Search code examples
apache-flinkflink-streamingwindowing

Is there any trigger in Apache Flink which fires every minutes on late data?


There are a lot of late events in my Flink job so set allowedLateness() to 10mins (using TumblingEventTimeWindows and a complex AggregateFunction runs on every window)

Seems the aggregation happens on every late event but I'd like to fire less frequently.

  • Is there any trigger which fires only in every minute?
  • Do the triggers affect to late events?
  • Are there any triggers which effect only to the late events?

Solution

  • You could implement a custom Trigger with whatever behavior you desire.

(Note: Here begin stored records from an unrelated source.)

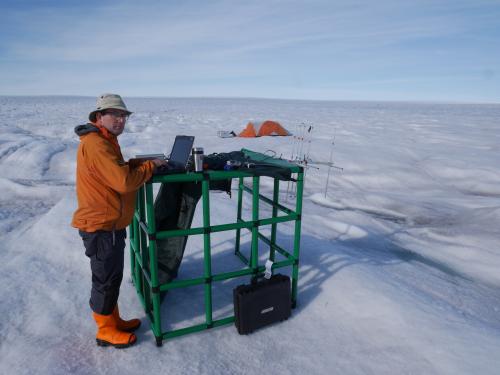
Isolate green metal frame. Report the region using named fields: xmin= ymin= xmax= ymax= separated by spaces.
xmin=130 ymin=149 xmax=304 ymax=346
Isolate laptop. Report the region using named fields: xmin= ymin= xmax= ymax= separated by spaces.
xmin=140 ymin=135 xmax=194 ymax=174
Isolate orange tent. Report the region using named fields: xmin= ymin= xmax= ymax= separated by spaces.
xmin=238 ymin=120 xmax=290 ymax=138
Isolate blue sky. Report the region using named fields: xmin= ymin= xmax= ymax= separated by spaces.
xmin=0 ymin=0 xmax=500 ymax=103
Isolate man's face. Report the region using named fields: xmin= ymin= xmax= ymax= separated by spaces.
xmin=97 ymin=109 xmax=128 ymax=136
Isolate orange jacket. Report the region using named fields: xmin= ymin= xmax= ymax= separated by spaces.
xmin=71 ymin=124 xmax=154 ymax=232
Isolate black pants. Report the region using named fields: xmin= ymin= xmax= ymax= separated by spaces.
xmin=79 ymin=229 xmax=127 ymax=315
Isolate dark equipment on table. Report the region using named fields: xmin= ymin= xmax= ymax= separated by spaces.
xmin=233 ymin=274 xmax=292 ymax=335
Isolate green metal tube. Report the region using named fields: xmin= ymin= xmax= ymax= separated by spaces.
xmin=269 ymin=178 xmax=280 ymax=262
xmin=292 ymin=172 xmax=304 ymax=307
xmin=250 ymin=176 xmax=260 ymax=271
xmin=201 ymin=180 xmax=212 ymax=325
xmin=259 ymin=232 xmax=294 ymax=262
xmin=146 ymin=182 xmax=161 ymax=337
xmin=160 ymin=277 xmax=206 ymax=292
xmin=243 ymin=186 xmax=293 ymax=214
xmin=234 ymin=177 xmax=243 ymax=254
xmin=137 ymin=185 xmax=152 ymax=311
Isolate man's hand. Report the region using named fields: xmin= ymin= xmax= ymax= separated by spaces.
xmin=151 ymin=159 xmax=167 ymax=171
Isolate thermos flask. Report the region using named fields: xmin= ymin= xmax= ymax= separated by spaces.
xmin=192 ymin=147 xmax=203 ymax=172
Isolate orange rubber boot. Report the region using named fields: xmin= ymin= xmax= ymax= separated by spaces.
xmin=93 ymin=313 xmax=137 ymax=349
xmin=113 ymin=305 xmax=141 ymax=332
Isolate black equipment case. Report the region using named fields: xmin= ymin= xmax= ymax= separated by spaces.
xmin=233 ymin=274 xmax=292 ymax=335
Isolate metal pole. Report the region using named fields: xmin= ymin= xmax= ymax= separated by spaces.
xmin=201 ymin=179 xmax=213 ymax=328
xmin=146 ymin=182 xmax=163 ymax=346
xmin=292 ymin=172 xmax=304 ymax=308
xmin=250 ymin=176 xmax=260 ymax=276
xmin=269 ymin=178 xmax=280 ymax=262
xmin=234 ymin=177 xmax=243 ymax=255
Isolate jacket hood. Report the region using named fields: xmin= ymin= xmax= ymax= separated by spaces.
xmin=75 ymin=122 xmax=99 ymax=137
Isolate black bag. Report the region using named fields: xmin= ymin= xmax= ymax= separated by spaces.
xmin=233 ymin=274 xmax=292 ymax=335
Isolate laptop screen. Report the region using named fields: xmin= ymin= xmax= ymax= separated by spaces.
xmin=168 ymin=135 xmax=194 ymax=168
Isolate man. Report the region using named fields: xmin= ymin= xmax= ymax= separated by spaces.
xmin=72 ymin=94 xmax=165 ymax=348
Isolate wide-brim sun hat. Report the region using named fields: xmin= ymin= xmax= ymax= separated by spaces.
xmin=89 ymin=94 xmax=133 ymax=122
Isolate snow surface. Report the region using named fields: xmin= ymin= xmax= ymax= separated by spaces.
xmin=0 ymin=97 xmax=500 ymax=374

    If you look at the implementation of EventTimeTrigger, the default trigger for tumbling event time windows,

    public TriggerResult onElement(Object element, long timestamp, TimeWindow window, TriggerContext ctx) throws Exception {
        if (window.maxTimestamp() <= ctx.getCurrentWatermark()) {
            // if the watermark is already past the window fire immediately
            return TriggerResult.FIRE;
        } else {
            ctx.registerEventTimeTimer(window.maxTimestamp());
            return TriggerResult.CONTINUE;
        }
    }
    

    you'll see that whenever an event is assigned to the window after the stream's watermark has reached or surpassed the window's end, then the trigger returns FIRE. This is why every late event causes another firing.

    An alternative would be to have no allowed lateness, but instead collect the late events into their own stream (using a side output), and then process the late events independently.